Hoteliers haben jedenfalls erkannt, womit sie die Gäste anlocken können. Derzeit sind das etwa flexible Buchungs- und Stornierungsbedingungen. "Sie wurden in der Krise als Verkaufsinstrument erkannt", so Schaffer. Ebenso wie die Digitalisierung. Um weniger direkten Kontakt mit Gästen haben zu müssen, werden spätestens jetzt in vielen Hotels berührungslose Lösungen umgesetzt, etwa zum Bezahlen, zum Ein- und Auschecken per Handy, für Zimmerservice-Bestellungen per App oder die digitale Rechnung.

Trotz Krise geht die Betreibersuche für neue Hotelprojekte weiter, berichtet Schaffer. "Sie wurde nur verlangsamt, nicht eingestellt", sagt er. Auch Hotel-Baustellen, die aufgrund der Krise stillgelegt wurden, kennt Schaffer nicht. Von CBRE heißt es: Der Hotelinvestmentmarkt in Wien ist im Moment sehr ruhig. Mehr Bewegung wird aber in der zweiten Jahreshälfte erwartet.

Steigende Betriebskosten

Eine schwere Zeit steht dem Hotelmarkt dennoch bevor, denn neben den Verlusten der letzten Monate werden in Zukunft auch die Betriebskosten durch verstärkte Hygienemaßnahmen steigen. Hotels müssen nun mit neuen Angeboten punkten, etwa Essen à la carte, um Schlangen an Buffets zu vermeiden, oder Angebote zum Mobile Working, das sich im Zuge der Krise stark etabliert hat.

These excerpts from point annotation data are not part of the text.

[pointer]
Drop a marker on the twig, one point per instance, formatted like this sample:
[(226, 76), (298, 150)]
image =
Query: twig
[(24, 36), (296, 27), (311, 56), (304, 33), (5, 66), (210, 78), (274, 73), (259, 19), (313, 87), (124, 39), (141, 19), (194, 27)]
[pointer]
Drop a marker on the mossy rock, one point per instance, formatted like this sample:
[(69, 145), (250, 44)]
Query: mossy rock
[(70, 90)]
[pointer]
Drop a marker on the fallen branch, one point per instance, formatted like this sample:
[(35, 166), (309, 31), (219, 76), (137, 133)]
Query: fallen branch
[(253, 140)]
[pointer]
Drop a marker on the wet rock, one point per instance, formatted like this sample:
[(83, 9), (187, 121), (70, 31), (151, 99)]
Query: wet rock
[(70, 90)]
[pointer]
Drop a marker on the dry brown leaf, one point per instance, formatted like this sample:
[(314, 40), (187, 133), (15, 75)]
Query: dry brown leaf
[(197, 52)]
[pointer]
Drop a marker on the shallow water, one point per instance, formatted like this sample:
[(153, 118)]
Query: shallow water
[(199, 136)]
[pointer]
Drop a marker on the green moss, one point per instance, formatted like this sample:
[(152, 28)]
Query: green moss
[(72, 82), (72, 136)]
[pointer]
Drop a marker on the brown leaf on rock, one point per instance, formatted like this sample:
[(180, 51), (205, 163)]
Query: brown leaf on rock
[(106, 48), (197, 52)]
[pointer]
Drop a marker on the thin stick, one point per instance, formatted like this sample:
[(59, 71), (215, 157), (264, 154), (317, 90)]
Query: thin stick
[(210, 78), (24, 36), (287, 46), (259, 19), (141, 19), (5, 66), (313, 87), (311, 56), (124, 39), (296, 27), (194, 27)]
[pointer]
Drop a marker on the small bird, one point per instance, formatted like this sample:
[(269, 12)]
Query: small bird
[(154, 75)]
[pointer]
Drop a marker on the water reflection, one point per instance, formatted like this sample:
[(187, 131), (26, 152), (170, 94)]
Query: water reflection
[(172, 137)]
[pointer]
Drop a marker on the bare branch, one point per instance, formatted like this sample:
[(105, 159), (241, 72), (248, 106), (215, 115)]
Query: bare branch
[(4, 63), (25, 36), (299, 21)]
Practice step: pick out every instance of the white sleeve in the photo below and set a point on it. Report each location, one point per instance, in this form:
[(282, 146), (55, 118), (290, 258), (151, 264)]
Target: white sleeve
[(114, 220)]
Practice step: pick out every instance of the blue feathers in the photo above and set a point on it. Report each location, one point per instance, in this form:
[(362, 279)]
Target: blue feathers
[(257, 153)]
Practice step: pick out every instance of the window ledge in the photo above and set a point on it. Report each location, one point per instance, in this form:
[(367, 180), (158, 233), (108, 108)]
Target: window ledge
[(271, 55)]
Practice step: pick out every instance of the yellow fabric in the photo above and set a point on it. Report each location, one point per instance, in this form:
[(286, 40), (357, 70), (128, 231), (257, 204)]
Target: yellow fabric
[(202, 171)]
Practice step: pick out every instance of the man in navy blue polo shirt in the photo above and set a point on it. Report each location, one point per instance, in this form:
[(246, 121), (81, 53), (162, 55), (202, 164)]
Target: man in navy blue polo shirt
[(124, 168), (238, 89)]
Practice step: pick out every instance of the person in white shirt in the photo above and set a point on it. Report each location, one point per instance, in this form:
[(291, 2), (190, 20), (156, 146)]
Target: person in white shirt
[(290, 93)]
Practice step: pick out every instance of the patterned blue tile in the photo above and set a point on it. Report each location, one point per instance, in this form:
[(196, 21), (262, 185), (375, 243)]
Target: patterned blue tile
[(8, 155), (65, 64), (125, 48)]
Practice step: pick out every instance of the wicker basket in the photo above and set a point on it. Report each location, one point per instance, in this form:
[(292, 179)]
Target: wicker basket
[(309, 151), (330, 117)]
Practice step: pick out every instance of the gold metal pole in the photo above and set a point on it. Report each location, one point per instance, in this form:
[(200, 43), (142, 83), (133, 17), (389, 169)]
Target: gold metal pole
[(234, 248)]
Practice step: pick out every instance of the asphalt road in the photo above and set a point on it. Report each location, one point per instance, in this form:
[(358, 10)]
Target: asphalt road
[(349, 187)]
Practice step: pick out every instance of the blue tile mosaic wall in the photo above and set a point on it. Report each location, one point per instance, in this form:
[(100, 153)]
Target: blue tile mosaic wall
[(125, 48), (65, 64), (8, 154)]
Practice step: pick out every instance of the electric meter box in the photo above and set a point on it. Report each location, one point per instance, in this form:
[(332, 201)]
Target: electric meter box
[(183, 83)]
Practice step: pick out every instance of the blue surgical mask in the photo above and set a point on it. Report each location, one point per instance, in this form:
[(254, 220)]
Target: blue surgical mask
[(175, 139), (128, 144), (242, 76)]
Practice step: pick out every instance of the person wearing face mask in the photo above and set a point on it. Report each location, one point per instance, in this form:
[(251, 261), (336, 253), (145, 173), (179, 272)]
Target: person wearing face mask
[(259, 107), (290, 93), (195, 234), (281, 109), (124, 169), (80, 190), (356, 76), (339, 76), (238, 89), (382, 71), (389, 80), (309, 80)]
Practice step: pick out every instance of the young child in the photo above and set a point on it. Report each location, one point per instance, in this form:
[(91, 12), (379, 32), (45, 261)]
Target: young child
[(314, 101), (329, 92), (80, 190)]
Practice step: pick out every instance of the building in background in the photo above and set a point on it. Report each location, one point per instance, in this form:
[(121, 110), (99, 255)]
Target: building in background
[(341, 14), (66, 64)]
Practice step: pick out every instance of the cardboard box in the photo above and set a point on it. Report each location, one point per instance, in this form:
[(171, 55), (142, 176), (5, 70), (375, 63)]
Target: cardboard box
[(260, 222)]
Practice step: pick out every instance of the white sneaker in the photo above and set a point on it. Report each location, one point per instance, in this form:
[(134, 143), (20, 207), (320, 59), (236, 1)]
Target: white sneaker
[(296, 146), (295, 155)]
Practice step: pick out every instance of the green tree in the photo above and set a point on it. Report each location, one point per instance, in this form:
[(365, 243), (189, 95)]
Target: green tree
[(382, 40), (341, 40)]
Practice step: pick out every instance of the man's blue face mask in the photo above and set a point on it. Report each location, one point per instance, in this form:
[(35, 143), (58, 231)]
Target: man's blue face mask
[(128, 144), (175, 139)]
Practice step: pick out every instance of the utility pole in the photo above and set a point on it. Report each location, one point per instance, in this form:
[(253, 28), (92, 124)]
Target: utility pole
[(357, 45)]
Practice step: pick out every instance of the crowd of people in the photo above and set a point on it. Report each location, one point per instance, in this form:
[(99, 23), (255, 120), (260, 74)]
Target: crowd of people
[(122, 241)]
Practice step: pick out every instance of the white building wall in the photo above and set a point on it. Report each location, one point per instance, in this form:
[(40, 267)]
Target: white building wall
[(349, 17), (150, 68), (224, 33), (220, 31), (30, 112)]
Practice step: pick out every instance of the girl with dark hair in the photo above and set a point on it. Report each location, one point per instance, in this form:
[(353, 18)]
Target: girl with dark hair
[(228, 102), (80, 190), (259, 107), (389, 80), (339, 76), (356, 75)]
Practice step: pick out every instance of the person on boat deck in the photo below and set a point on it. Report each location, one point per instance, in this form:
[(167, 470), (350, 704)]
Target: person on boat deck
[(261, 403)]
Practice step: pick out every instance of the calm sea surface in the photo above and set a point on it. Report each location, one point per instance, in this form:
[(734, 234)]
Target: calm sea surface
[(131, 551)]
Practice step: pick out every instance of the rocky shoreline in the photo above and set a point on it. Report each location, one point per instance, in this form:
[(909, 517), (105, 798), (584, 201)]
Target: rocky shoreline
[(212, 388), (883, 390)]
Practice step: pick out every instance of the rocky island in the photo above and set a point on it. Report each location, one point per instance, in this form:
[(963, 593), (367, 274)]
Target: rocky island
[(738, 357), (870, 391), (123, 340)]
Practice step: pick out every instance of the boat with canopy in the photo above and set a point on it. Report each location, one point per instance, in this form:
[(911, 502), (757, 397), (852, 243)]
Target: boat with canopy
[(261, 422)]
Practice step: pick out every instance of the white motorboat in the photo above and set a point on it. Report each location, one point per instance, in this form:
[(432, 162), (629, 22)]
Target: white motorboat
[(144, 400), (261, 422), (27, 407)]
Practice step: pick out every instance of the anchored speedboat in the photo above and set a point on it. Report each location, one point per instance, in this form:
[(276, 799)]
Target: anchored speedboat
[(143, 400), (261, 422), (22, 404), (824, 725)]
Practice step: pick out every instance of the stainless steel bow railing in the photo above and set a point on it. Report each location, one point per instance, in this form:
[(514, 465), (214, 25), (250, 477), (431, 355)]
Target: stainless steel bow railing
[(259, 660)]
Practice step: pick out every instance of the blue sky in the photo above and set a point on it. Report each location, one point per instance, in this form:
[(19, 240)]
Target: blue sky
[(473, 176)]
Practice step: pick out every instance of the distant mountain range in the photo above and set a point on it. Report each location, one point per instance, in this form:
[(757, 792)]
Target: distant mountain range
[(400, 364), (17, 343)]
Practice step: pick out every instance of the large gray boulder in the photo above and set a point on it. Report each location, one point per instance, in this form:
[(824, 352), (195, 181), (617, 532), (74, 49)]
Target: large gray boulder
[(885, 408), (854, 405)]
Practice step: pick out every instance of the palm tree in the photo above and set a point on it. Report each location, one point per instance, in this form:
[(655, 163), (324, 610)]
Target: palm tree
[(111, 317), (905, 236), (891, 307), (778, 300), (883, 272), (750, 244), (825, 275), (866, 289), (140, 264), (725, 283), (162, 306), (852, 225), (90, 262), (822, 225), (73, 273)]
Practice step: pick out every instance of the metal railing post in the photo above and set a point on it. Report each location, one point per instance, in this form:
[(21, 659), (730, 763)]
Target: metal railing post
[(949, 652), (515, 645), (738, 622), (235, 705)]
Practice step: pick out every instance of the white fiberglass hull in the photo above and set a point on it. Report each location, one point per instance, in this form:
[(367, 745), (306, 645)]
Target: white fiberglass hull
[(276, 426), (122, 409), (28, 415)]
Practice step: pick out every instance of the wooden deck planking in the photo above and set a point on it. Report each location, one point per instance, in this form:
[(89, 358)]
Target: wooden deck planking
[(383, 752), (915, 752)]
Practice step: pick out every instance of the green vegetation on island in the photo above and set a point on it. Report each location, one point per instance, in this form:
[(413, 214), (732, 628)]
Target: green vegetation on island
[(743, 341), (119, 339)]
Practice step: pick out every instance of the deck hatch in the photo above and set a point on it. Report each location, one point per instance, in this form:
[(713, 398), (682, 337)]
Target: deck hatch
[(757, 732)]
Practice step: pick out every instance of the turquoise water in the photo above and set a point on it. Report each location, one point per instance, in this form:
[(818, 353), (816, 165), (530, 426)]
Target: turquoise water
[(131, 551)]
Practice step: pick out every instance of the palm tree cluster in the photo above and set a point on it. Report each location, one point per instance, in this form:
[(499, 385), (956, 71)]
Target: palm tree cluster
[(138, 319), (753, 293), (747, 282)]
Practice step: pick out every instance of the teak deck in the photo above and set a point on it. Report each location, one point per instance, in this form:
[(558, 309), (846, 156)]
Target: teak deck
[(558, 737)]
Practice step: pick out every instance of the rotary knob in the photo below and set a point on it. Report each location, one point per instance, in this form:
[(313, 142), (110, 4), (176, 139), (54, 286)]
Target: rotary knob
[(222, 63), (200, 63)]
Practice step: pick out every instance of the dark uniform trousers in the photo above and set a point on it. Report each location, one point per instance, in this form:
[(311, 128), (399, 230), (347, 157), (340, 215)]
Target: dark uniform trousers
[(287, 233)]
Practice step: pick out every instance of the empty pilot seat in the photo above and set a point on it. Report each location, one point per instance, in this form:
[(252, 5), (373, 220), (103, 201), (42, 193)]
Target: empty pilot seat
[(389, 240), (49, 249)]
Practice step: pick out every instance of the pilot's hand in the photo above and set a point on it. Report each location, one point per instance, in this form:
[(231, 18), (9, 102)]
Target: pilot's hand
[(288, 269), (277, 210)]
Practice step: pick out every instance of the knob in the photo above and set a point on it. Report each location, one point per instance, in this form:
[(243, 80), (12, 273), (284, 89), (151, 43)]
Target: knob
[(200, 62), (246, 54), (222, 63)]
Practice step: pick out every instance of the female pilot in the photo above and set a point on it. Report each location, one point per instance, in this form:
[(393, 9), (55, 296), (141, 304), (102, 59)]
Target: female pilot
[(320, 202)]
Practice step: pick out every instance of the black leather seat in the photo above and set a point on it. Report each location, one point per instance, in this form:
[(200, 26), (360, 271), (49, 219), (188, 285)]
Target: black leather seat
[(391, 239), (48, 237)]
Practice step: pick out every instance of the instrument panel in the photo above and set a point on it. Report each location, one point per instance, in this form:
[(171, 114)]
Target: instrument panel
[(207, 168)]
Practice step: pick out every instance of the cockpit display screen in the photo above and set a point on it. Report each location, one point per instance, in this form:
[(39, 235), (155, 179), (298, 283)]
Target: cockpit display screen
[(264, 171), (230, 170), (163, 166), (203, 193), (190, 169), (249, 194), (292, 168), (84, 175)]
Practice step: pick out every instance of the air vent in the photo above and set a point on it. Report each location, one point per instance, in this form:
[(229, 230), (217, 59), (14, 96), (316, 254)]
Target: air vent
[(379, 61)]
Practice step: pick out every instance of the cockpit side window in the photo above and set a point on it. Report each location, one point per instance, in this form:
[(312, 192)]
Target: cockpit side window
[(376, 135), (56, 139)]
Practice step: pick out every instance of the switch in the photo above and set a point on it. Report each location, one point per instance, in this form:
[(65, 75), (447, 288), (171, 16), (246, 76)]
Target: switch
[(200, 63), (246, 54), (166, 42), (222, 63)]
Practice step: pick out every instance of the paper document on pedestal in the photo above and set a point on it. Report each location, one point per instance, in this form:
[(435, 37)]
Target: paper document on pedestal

Der fehlende Auslandstourismus trifft im Übrigen nicht alle Länder in Europa so hart wie Österreich. In manchen Regionen Deutschlands etwa liegt der Anteil der Inlandstouristen bei 80 Prozent. Begehrt ist diese Urlaubsform nach Deutschland auch in Großbritannien und Italien. (Bernadette Redl, 31.5.2020)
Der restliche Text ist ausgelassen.